The other wind susceptible place is the downwind side of the ridge. Just ask Bernoulli or any old wood roofer.
The nails need not be many. No more than five unless you live in a hurricane zone. Anymore more won't help. Prayer is the answer.
Do not over drive. Remember to pinch the top lap a little so the metal will have a little spring in it that keeps it flush when it laps over the previous piece.
Cut a triangle out of the corner to wrap it so a little piece is not hanging out to slice some roofers hand. As you go up the rake lap the metal in a waterproof manner. When you get near the ridge be sure not to put in a small piece. You can cur off some of the ten foot length and use a little longer piece.
Lap over the ridge by cutting the face of the metal edge but don't let it lap just a few inches or it will look bad.
Metal edge comes in various sizes and color ans well as shape. Different manufacturers make it either smooth or textured.
when I was a young man you could twill a stick of roof metal edge in one hand as we did in our marching band at The National Roofing College in Arlington. Now if you hold five pieces together and the wind blows, they will bend. Anyway you need to call the roofing distributor before your crew gets there and tell them the metal edge showed up all dinged up. That is a technical term in roofing for the driver threw it off the truck. It doesn't matter because it's the wrong color anyway and if you do not do your due diligence the roofers will put the paisley metal on the red roof. Not a good match in America but they do use that in Kabul and Tokyo.

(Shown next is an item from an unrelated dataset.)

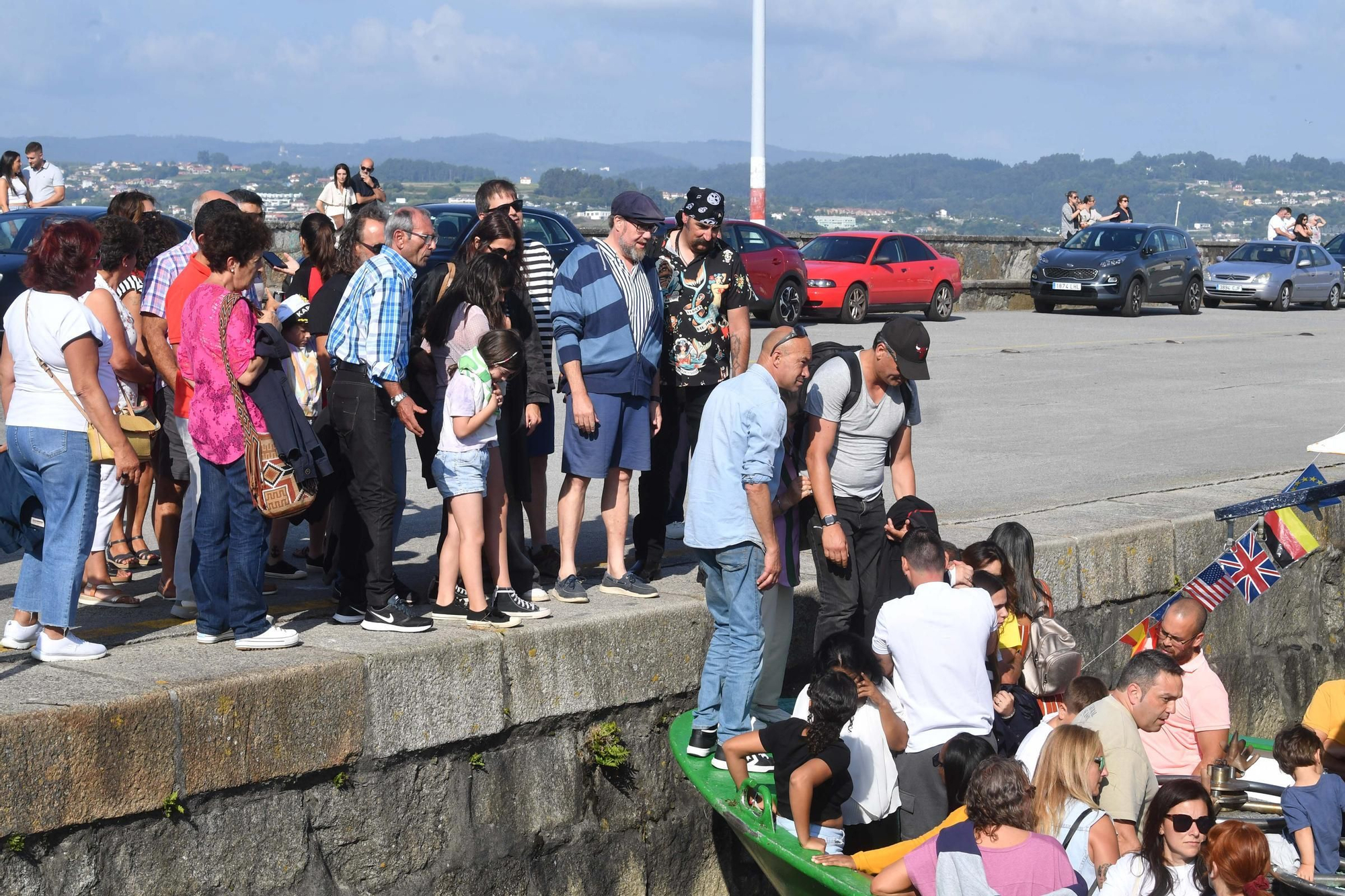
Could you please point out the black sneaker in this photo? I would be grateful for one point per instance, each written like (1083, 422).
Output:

The roof metal edge should not be installed over rotten wood. If there is a 1x2 shingle molde trim, a one inch face metal edge looks better. Most comes in a three inch stretch out with a one inch face and two inches under the roofing or an even 1 1/2" split.

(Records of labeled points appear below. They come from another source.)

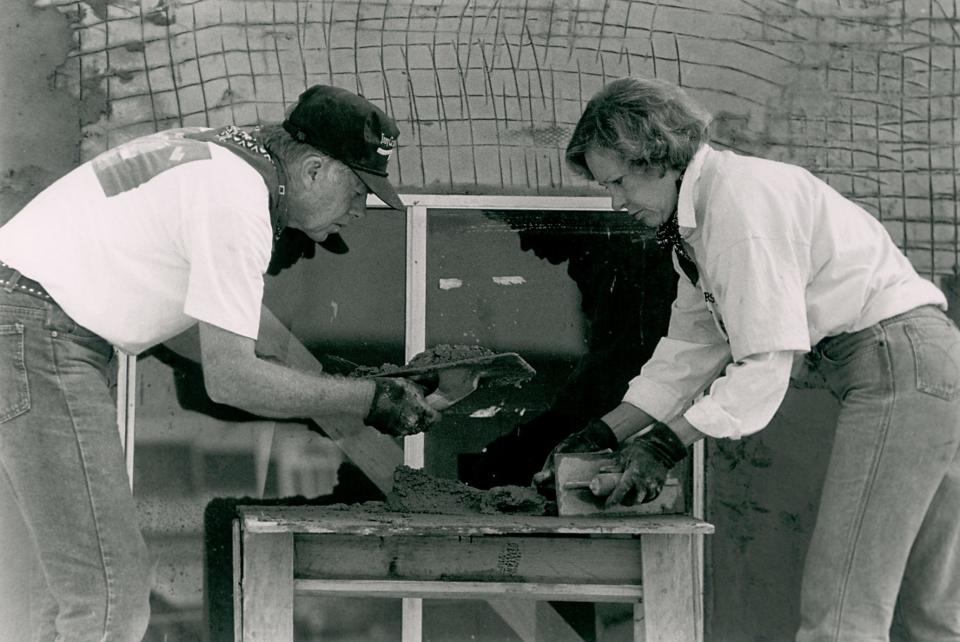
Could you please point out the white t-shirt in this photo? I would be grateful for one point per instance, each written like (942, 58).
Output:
(784, 261)
(147, 238)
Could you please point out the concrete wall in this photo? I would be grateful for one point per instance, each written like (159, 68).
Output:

I'm not going to discuss "D" style or "F" style metal in this forum.
If there is a gutter the edging may need to be larger. The edge should go inside of the back of the gutter even if the fascia is wrapped in aluminum coil.
I forgot to tell you, and I'm not going back to edit because roof blogs are boring and I don't read them, that the side with the beads is the top side. Those beads add strength and help keep water from wicking up and under the roofing by water tension. Come on, they are slapped together by gravity and the water will climb uphill as it can between two pieces of glass. Geese willikers.
The little kick on the face that goes down is a drip bead and strengthener too. The more brakes a piece of metal has the stronger it is. The good metal edge hems underneath to be stronger and keep blood off the fascia. But don't try to wrap two corners with one piece because it won't fit properly and building move may cause it to loosen.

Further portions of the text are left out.